Why not? Because it was also logical to surmise that “Whole Foods would have had non-race-based reasons in June 2020 for prohibiting the wearing of Black Lives Matter masks,” the court pointed out. At that time, the pandemic had “created the conditions for employees to easily and in a high visibility fashion, display non-company messages at work.”
Moreover, “rightly or wrongly,” the court said, “Black Lives Matter was seen as a controversial message associated with a political movement” connected to “widespread demonstrations,” which the employees clearly knew about — as they mentioned the nationwide protests in their complaint.
As such, the company’s decision to start “enforcing its existing policy may be explained by the ‘obvious alternative explanation’ that Whole Foods did not want to allow the mass expression of a controversial message by employees in their stores,” the court opined.
Court issues warning: In some cases, this might look like a pretext for racial bias
And what about that “obvious alternative explanation” that the court identified? The possibility that the company “wanted to prohibit the mass display of a controversial message in its stores by its employees” might raise free speech questions.

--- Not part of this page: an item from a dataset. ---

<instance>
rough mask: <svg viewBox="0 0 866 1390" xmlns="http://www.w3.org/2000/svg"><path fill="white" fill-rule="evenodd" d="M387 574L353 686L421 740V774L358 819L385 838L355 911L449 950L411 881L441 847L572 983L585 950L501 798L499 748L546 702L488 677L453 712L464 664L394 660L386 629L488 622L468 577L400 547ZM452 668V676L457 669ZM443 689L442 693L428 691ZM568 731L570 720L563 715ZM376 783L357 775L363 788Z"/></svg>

But it’s important to remember: Whole Foods is a private employer – not a government entity, the court explained. As such, its employees are subject to the company’s rules and not entitled to First Amendment protections.
However, the First Circuit stressed that it could imagine “viable claim that an employer has prohibited workplace speech as a pretext for discriminating against individual employees because of their race,” which makes it more important than ever for companies to produce rock-solid documentation to support its legitimate business decisions.
But here, the employees’ allegations did “not support a plausible inference” that the company’s ban on BLM masks “was a pretext for racially discriminating against the individual employees,” the court determined. As such, the First Circuit affirmed the lower court’s ruling in favor of the company.
Frith v. Whole Foods Market, Inc., No. 21-1171, 2022 WL 2313938 (1st Cir. 6/28/22).